- El embajador estadounidense afirmó que el combate al crimen organizado debe ser un esfuerzo conjunto entre ambos países.
- Advirtió que politizar los temas de seguridad limita las oportunidades de cooperación bilateral.
- Sus declaraciones se producen en medio de recientes tensiones por solicitudes de extradición contra funcionarios de Sinaloa.
Seguridad y combate al crimen, una responsabilidad compartida
El embajador de Estados Unidos en México, Ronald Johnson, hizo un llamado a reforzar la colaboración entre ambos países para enfrentar a los cárteles del narcotráfico y sostuvo que este desafío común no debe convertirse en motivo de confrontación política.
A través de un mensaje difundido en redes sociales, el diplomático señaló que las organizaciones criminales representan una amenaza para las comunidades de ambos lados de la frontera, por lo que consideró indispensable mantener una estrategia coordinada para combatirlas.
“La lucha contra los cárteles debe unirnos, no dividirnos. Las personas en ambos lados de nuestra frontera desean vivir con seguridad y en paz. Merecen vivir libres de la intimidación, la corrupción y el miedo que generan los cárteles”, expresó.
Johnson advierte sobre los efectos de politizar la seguridad
El representante estadounidense sostuvo que convertir los problemas de seguridad en debates políticos reduce la capacidad de los gobiernos para actuar de manera conjunta frente a la delincuencia organizada.
“Cada momento que dedicamos a convertir este desafío compartido de seguridad en una discusión política, es una oportunidad perdida para fortalecer nuestra cooperación y proteger a las personas a las que servimos”, afirmó.
Asimismo, destacó que la prioridad debe centrarse en garantizar condiciones de paz y seguridad para la población, por encima de diferencias o disputas políticas.
Declaraciones en medio de un escenario de tensión bilateral
El mensaje de Johnson surge en un contexto marcado por recientes desacuerdos entre México y Estados Unidos relacionados con investigaciones y solicitudes judiciales contra funcionarios mexicanos.
Entre los temas que han generado debate se encuentra la petición de captura y extradición de 10 funcionarios y exfuncionarios de Sinaloa, incluido el gobernador con licencia, Rubén Rocha Moya, por presuntos vínculos con actividades de narcotráfico.
Además, las declaraciones se producen un día después del acto encabezado por la presidenta Claudia Sheinbaum en el Monumento a la Revolución, donde llamó a defender la soberanía nacional frente a posibles injerencias externas.
Sheinbaum cuestiona acciones de autoridades estadounidenses
Durante su mensaje, la mandataria expresó preocupación por las solicitudes de extradición impulsadas por autoridades estadounidenses y advirtió sobre el riesgo de que instancias extranjeras influyan en asuntos internos de México.
“Hay que tenerlo claro: primero vienen por unos y luego por otros hasta que las oficinas del Departamento de Justicia se vuelven el principal elector en México.

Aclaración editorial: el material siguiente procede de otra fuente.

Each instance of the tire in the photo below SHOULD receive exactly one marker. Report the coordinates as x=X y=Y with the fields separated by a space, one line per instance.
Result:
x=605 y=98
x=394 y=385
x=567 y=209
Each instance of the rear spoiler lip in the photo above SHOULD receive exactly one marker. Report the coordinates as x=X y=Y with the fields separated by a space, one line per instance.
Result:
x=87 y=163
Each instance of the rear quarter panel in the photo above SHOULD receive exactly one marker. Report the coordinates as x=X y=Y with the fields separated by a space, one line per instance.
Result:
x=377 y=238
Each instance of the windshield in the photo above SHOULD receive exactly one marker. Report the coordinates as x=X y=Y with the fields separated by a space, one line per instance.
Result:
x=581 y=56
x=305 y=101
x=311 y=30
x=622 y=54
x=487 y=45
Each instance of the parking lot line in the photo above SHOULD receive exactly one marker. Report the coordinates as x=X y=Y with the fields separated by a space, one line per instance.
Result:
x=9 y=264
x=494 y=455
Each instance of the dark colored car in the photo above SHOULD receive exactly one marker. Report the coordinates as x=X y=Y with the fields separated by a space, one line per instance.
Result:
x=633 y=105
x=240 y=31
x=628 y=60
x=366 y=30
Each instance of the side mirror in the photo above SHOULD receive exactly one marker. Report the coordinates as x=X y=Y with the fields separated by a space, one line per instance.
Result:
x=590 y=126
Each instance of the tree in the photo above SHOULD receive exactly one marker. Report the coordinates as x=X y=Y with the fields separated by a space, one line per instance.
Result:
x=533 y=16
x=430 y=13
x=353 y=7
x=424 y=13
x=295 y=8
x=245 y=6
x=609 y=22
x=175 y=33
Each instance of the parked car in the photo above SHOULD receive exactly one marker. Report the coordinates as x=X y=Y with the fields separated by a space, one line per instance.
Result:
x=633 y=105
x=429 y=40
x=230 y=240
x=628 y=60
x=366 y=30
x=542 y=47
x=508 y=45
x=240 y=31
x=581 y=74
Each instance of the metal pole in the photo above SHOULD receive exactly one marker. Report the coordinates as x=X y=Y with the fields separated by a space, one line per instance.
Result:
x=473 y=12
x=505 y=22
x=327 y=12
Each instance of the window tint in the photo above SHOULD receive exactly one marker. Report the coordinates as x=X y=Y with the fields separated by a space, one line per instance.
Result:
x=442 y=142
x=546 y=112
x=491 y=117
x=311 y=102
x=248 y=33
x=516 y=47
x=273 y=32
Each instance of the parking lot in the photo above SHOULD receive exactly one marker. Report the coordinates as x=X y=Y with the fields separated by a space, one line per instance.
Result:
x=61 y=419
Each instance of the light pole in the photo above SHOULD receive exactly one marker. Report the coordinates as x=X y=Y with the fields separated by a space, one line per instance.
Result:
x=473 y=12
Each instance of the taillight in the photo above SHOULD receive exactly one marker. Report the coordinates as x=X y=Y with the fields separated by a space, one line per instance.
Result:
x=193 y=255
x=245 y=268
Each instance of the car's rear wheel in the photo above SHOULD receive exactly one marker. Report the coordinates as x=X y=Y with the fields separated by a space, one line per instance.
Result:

Eso no lo podemos permitir”, señaló.
La presidenta también afirmó que corresponde a las instituciones mexicanas investigar y sancionar posibles actos ilícitos, al tiempo que reiteró que las decisiones sobre el rumbo del país deben recaer exclusivamente en los mexicanos.
“¡México no es piñata de nadie!”, enfatizó.
La postura del embajador estadounidense y la respuesta del gobierno mexicano reflejan el momento de tensión que atraviesa la relación bilateral en temas de seguridad, narcotráfico y cooperación judicial, aunque ambas partes mantienen la necesidad de trabajar conjuntamente frente al crimen organizado.